Today, Immigration Minister Marc Miller announced the introduction of new legislation aimed at expanding Canadian citizenship by descent. The proposed Bill C-71, An Act to Amend the Citizenship Act (2024), seeks to extend citizenship beyond the first generation in an inclusive manner, preserving the value of Canadian citizenship.

Key Provisions of Bill C-71

1. Expansion of Citizenship by Descent: The bill would immediately grant Canadian citizenship to those born abroad to a Canadian parent who was also born abroad before the Act went into effect. Additionally, it would enable children born overseas and adopted by Canadian parents to acquire citizenship beyond the first generation.

2. Physical Presence Requirement: Post-legislation, parents born abroad who have or adopt children outside Canada must have accumulated at least 1,095 days of physical presence in Canada prior to the child’s birth or adoption to pass down citizenship.

3. Reinstating Citizenship for ‘Lost Canadians’: The bill aims to reinstate citizenship for “Lost Canadians”—individuals who lost or never obtained citizenship due to outdated provisions in previous citizenship laws. It will also grant citizenship to the descendants of “Lost Canadians” and anyone born overseas to a Canadian parent in the second or subsequent generations.

Addressing the Court Ruling

The Ontario Superior Court of Justice granted the government until June 19, 2024, to amend the Citizenship Act, ruling that the act unconstitutionally established two classes of Canadians. The Globe and Mail reported that the government drafted the new law in response to dissatisfaction with the slow progress of Bill S-245, which aimed to achieve similar objectives.

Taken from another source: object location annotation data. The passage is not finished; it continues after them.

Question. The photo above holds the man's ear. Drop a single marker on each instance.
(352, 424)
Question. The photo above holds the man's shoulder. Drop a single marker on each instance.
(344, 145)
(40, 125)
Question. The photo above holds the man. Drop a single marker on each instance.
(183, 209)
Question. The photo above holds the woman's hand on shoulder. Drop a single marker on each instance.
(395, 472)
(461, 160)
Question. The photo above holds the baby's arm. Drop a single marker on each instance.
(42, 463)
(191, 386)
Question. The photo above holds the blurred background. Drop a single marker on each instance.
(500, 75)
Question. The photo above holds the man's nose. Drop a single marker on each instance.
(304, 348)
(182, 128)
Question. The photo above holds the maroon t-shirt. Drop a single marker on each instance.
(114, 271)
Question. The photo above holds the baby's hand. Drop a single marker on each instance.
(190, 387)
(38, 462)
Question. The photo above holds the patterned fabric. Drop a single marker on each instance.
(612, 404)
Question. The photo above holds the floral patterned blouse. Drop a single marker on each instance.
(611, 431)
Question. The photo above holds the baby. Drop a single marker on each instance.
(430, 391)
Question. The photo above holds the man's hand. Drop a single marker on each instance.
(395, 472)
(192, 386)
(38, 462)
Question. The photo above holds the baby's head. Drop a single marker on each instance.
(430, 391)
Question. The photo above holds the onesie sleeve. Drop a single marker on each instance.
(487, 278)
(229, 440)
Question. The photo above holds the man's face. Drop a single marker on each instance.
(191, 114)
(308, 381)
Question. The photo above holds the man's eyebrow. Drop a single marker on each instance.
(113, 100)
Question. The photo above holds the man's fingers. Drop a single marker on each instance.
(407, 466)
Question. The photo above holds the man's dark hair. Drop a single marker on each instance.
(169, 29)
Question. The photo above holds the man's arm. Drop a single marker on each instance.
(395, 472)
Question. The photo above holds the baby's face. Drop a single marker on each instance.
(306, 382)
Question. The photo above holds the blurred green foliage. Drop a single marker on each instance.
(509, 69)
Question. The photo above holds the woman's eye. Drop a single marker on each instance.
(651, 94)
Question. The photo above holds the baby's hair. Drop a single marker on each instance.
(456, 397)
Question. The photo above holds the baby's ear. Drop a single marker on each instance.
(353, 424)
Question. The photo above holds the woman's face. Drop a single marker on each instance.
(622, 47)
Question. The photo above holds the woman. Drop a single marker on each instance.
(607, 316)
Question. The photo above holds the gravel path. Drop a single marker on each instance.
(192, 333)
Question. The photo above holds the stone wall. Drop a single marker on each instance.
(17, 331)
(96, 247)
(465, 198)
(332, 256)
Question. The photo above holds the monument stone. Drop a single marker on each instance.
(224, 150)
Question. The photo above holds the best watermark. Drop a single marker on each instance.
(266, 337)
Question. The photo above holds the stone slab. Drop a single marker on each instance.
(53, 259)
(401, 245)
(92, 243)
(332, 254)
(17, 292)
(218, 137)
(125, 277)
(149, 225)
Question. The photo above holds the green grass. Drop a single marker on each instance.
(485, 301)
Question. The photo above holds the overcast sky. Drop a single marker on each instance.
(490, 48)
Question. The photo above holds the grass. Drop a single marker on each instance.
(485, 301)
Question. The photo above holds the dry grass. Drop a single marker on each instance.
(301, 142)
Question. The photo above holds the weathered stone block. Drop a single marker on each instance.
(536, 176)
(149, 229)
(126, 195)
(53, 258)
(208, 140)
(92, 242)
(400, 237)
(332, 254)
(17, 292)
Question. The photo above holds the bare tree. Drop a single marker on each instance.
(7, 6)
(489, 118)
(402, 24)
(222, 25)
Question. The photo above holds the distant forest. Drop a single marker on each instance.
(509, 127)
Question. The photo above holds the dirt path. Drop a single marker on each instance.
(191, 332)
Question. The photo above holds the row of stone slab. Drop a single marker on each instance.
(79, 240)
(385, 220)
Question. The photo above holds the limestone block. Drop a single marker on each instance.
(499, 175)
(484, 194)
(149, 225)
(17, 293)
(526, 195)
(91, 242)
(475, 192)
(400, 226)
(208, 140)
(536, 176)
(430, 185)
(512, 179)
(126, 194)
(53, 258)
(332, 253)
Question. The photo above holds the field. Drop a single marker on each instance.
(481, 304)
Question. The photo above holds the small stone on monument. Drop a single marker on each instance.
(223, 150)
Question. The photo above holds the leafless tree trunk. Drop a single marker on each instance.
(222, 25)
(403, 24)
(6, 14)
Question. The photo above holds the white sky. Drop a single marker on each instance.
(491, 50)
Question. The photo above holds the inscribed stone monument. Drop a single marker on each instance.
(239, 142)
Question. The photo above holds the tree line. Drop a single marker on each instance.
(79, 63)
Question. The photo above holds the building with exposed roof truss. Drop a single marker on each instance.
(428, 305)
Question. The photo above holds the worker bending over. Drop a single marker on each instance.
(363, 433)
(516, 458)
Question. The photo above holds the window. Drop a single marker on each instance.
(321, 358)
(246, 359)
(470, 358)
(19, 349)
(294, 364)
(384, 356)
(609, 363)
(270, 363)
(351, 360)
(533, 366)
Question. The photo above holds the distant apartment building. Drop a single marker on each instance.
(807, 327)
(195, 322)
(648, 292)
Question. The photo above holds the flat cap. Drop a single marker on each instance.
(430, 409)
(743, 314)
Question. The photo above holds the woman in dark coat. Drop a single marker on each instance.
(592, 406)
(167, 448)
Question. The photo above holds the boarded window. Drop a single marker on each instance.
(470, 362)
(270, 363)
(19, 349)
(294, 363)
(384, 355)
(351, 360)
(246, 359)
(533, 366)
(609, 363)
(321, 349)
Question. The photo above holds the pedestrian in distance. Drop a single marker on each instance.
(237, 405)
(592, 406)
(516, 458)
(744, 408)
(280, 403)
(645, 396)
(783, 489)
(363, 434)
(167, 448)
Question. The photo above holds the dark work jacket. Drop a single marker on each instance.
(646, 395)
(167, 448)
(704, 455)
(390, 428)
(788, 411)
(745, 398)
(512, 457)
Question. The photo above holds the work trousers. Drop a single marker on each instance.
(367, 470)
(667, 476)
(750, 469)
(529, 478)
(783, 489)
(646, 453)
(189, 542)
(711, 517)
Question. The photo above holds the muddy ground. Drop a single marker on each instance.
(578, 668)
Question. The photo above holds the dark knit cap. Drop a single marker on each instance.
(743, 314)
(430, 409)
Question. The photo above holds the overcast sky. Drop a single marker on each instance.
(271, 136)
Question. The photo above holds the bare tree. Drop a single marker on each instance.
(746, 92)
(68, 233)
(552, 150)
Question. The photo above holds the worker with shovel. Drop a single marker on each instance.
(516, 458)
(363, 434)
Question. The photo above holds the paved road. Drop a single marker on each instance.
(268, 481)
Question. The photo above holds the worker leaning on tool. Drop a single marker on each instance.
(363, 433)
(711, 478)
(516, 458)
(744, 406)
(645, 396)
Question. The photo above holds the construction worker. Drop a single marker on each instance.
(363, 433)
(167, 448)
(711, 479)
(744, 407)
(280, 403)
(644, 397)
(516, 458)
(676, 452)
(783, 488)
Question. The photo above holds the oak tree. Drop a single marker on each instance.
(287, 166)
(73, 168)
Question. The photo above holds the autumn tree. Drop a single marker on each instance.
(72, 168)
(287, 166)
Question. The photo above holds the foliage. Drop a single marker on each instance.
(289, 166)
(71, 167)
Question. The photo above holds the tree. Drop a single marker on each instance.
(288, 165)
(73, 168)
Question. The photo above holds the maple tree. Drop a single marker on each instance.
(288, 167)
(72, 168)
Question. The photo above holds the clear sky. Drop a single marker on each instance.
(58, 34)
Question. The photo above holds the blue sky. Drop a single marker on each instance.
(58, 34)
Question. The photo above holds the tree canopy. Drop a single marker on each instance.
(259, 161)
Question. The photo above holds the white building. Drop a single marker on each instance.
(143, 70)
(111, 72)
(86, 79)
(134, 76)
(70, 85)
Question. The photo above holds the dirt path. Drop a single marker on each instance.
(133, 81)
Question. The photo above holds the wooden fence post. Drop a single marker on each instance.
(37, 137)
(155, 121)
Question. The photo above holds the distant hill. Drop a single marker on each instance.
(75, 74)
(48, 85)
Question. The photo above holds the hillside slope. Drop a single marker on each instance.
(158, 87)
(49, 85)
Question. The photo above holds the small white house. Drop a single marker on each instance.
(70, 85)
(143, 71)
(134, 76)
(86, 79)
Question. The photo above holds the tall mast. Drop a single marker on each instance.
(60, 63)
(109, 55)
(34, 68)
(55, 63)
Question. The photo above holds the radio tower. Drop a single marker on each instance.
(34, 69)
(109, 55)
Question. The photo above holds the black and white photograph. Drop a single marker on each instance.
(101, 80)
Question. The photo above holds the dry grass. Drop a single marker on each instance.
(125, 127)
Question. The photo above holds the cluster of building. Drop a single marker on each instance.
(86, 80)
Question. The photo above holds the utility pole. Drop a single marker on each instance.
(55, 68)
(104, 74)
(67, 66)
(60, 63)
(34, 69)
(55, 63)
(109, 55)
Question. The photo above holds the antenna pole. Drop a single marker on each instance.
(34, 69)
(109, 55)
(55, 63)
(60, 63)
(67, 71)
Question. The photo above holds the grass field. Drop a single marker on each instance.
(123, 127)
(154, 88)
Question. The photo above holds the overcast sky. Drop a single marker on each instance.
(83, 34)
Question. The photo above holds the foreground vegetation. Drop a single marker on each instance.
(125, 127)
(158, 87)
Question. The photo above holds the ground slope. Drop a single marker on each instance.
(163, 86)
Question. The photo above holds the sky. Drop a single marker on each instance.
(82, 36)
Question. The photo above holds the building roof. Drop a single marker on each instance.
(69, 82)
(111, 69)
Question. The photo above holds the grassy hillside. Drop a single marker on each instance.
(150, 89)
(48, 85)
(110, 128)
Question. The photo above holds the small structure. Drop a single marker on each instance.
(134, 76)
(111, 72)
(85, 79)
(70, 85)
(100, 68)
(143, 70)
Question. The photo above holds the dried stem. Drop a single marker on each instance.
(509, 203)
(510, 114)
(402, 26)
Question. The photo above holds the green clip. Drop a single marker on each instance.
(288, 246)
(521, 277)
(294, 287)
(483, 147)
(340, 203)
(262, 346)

Understanding ‘Lost Canadians’

“Lost Canadians” are individuals affected by convoluted provisions of the Citizenship Act based on their place and time of birth. Under the first-generation cut-off regulation established in 2009, the first generation born overseas cannot automatically confer citizenship to their children if also born outside of Canada. This regulation was introduced by the Conservative government to address criticisms over “Canadians of convenience,” highlighted during the $85 million evacuation of 15,000 Lebanese Canadians during an Israeli conflict. Demonstrating a strong link to Canada is insufficient for citizenship under this regulation.

Previous Bill S-245

Bill S-245, introduced by Honourable Yonah Martin, aimed to provide citizenship by descent to those who may have lost it due to the need to petition for citizenship retention before turning 28. It also sought to offer relief to the second generation born overseas with strong ties to Canada. Passed by the Senate on May 17, 2022, and introduced in the House of Commons on June 15, 2022, Bill S-245 specifically targeted “Lost Canadians” born between February 15, 1977, and April 16, 1981. These individuals would have been Canadian citizens by birth but might not have known they needed to apply to retain their citizenship before turning 28.

The House of Commons Standing Committee on Citizenship and Immigration (CIMM) reviewed Bill S-245, identifying that several amendments were necessary to address specific issues.


Bill C-71 represents a significant step towards inclusivity in Canadian citizenship laws, aiming to rectify past legislative oversights and extend citizenship rights more broadly. Once Parliament passes the law and it receives royal assent, the changes will be promptly implemented, with more information made available to eligible individuals on the government’s website. This new legislation marks a proactive response to ensure that Canadian citizenship is accessible and equitable for all eligible individuals.